Fahrradklau: 96 von 100 Rädern bleiben in Berlin weg

Die Sommerferien stehen vor der Tür und damit die beste Zeit für Fahrradfahrer. Doch heiß laufen sich nicht nur die Radfahrer selber, sondern ebenso unerwünschte Trittbrettfahrer: Die Fahrraddiebe. Für sie beginnt jetzt die wichtigste Zeit des Jahres.

Bild: billiger.de
Der lange Schatten der Fahrradmafia überzieht Deutschland.

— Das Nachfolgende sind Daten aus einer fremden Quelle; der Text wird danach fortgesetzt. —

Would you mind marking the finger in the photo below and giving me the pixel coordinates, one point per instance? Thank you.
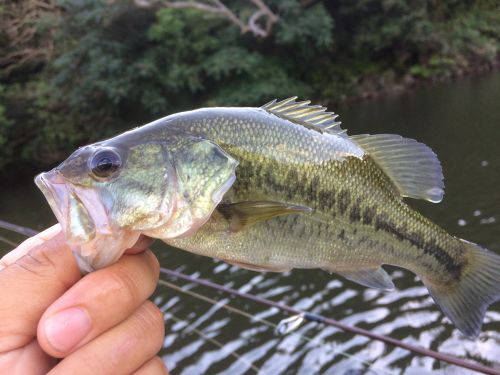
(142, 244)
(97, 302)
(121, 350)
(41, 269)
(154, 366)
(30, 359)
(29, 244)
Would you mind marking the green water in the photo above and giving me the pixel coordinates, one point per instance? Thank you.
(461, 122)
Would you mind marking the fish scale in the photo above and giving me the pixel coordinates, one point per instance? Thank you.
(272, 189)
(302, 179)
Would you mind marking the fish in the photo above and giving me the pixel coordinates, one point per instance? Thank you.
(273, 188)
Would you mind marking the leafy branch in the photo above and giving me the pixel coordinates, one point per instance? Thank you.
(259, 23)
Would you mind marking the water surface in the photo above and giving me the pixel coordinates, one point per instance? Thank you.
(461, 122)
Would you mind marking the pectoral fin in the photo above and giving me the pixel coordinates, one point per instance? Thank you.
(243, 214)
(370, 277)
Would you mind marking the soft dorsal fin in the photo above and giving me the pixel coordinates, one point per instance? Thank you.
(412, 166)
(311, 116)
(247, 213)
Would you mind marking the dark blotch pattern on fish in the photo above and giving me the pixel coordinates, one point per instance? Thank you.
(344, 199)
(355, 211)
(417, 239)
(368, 215)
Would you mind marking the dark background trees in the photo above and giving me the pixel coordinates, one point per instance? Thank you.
(75, 71)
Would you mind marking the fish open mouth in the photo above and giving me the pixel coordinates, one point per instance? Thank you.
(94, 240)
(56, 191)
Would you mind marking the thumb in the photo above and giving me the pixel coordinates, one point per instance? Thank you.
(32, 277)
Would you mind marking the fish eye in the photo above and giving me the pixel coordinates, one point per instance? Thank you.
(105, 163)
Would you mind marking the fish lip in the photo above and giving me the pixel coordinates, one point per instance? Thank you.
(50, 185)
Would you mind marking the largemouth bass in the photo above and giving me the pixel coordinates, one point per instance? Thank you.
(272, 189)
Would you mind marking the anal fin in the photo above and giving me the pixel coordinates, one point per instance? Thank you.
(371, 277)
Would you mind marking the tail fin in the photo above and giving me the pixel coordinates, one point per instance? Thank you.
(465, 302)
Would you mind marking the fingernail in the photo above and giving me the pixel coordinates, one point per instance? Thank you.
(67, 328)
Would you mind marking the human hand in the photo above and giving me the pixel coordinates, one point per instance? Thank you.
(53, 319)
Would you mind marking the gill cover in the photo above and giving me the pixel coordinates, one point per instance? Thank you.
(204, 173)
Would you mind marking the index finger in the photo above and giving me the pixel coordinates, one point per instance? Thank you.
(33, 276)
(53, 233)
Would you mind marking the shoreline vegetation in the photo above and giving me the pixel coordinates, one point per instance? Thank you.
(74, 72)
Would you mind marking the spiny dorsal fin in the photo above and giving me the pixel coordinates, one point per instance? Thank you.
(412, 166)
(311, 116)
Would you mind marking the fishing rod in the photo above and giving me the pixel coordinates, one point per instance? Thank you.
(284, 327)
(312, 317)
(334, 323)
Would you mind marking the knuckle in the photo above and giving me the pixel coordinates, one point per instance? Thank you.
(150, 319)
(154, 263)
(126, 284)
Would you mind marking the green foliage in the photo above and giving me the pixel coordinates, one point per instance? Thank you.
(115, 65)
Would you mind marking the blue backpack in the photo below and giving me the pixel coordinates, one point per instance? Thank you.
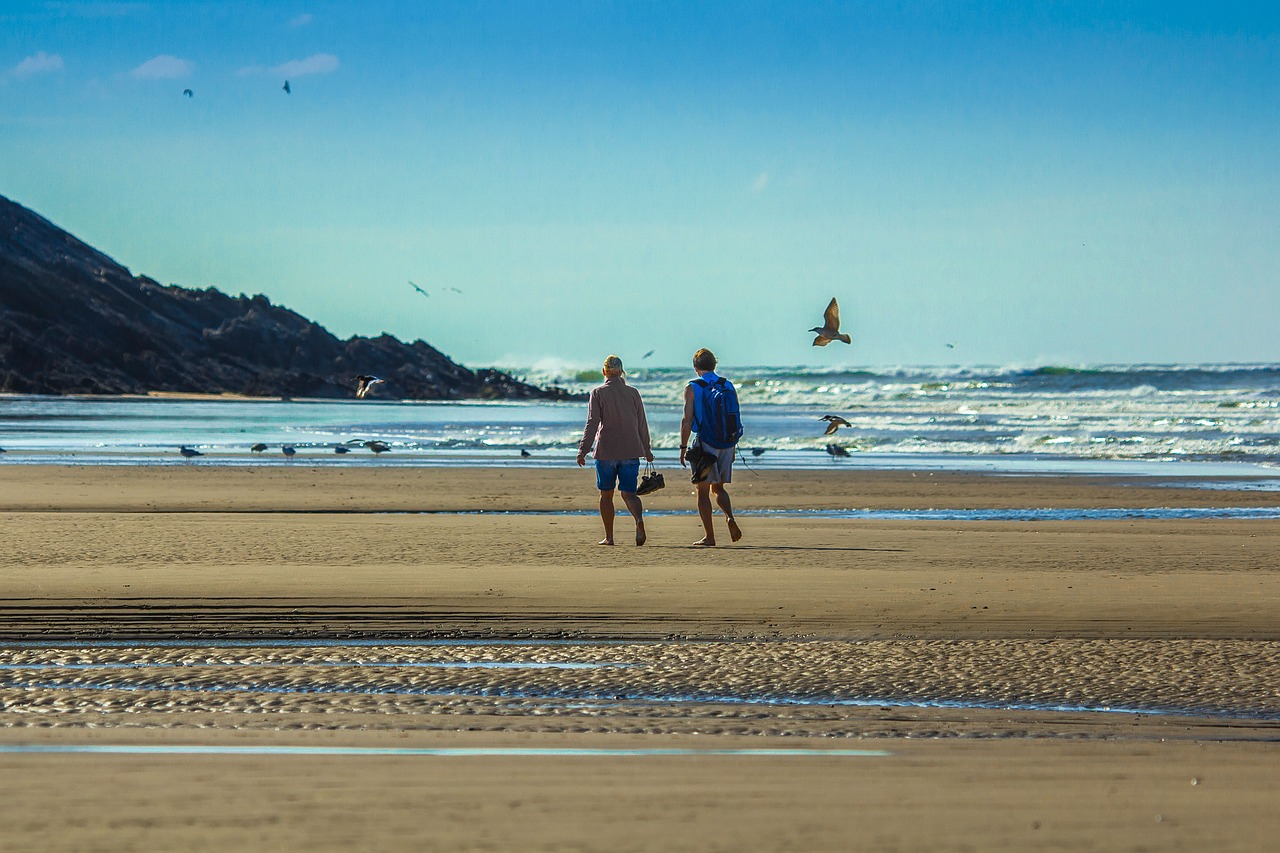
(721, 424)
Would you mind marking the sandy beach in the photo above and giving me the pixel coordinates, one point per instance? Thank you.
(977, 656)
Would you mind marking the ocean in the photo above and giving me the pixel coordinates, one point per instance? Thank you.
(1202, 419)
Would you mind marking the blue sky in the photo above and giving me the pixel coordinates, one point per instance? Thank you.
(1033, 183)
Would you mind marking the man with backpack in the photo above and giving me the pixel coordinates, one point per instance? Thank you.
(712, 413)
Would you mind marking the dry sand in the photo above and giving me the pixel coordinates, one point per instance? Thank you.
(768, 643)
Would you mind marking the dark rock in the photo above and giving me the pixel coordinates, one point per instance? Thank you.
(72, 320)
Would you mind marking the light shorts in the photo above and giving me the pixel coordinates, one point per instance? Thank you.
(621, 473)
(722, 471)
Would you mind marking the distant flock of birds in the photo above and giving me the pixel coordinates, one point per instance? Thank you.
(826, 333)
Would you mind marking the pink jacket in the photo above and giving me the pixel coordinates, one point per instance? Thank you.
(615, 423)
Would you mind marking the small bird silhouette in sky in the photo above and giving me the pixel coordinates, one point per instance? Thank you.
(830, 329)
(833, 423)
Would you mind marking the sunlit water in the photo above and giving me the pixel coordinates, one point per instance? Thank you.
(1120, 420)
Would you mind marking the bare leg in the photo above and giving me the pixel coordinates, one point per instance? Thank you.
(607, 515)
(636, 509)
(735, 533)
(704, 511)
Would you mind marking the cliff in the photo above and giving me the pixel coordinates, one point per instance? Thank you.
(72, 320)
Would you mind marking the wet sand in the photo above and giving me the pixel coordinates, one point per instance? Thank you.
(768, 643)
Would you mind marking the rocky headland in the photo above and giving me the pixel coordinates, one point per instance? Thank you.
(74, 322)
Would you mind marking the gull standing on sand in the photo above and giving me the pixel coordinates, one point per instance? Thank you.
(830, 329)
(833, 423)
(364, 383)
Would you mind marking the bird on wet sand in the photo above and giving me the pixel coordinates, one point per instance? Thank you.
(830, 329)
(364, 383)
(833, 423)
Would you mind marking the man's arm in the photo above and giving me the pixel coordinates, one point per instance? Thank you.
(686, 424)
(593, 425)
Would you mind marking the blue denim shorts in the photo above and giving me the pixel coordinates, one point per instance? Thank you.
(624, 473)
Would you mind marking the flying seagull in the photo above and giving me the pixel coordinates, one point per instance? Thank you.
(830, 331)
(364, 383)
(833, 423)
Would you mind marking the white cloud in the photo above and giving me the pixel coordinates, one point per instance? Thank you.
(163, 67)
(41, 63)
(318, 64)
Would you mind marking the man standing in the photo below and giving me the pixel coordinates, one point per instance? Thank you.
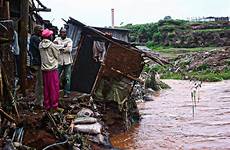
(65, 59)
(36, 63)
(49, 64)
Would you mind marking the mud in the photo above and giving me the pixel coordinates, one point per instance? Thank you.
(168, 122)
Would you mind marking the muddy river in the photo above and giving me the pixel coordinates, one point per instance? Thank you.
(168, 121)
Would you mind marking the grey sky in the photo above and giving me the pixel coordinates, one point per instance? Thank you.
(98, 12)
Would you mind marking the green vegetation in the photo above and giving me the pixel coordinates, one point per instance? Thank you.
(178, 33)
(202, 73)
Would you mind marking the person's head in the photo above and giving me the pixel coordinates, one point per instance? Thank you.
(47, 34)
(38, 30)
(63, 33)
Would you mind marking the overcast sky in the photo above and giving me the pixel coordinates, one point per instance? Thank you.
(98, 12)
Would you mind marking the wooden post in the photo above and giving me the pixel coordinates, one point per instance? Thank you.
(23, 35)
(7, 9)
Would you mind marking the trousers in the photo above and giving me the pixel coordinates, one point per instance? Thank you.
(51, 89)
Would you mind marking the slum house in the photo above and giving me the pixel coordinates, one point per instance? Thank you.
(107, 68)
(75, 28)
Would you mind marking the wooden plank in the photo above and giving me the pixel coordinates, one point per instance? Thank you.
(23, 35)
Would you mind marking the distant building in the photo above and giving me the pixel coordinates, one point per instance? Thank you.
(209, 19)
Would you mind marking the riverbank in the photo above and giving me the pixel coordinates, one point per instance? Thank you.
(204, 64)
(168, 122)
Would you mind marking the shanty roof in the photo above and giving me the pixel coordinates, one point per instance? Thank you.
(72, 20)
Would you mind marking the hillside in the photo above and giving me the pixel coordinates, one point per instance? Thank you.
(181, 33)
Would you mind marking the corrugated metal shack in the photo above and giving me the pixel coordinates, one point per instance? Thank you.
(75, 29)
(109, 80)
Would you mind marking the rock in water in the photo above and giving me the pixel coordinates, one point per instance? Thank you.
(88, 128)
(85, 112)
(85, 120)
(148, 98)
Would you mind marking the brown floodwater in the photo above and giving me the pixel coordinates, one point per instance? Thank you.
(168, 121)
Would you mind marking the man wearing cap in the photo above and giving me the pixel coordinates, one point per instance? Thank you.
(49, 66)
(36, 62)
(65, 59)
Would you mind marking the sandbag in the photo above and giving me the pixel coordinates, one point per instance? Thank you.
(85, 120)
(88, 128)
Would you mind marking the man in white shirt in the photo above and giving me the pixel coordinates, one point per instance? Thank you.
(65, 59)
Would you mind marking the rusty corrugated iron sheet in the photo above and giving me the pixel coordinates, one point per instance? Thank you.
(6, 56)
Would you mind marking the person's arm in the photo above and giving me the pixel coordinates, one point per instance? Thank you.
(57, 45)
(68, 46)
(56, 51)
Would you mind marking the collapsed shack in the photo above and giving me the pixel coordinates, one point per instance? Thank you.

Denn im Sommer werden in Deutschland so viele Räder gestohlen, wie sonst nie. Kein Wunder: In lauen Sommernächten oder im heiß-schwülen Getümmel der Stadt hat kaum einer Nerven, sich um seltsame Gestalten zu kümmern, die mit riesigen Bolzenschneidern oder Akku-Flex bewaffnet aus Hinterhöfen, Kellern oder üblichen Fahrradstellplätzen die Räder entwenden.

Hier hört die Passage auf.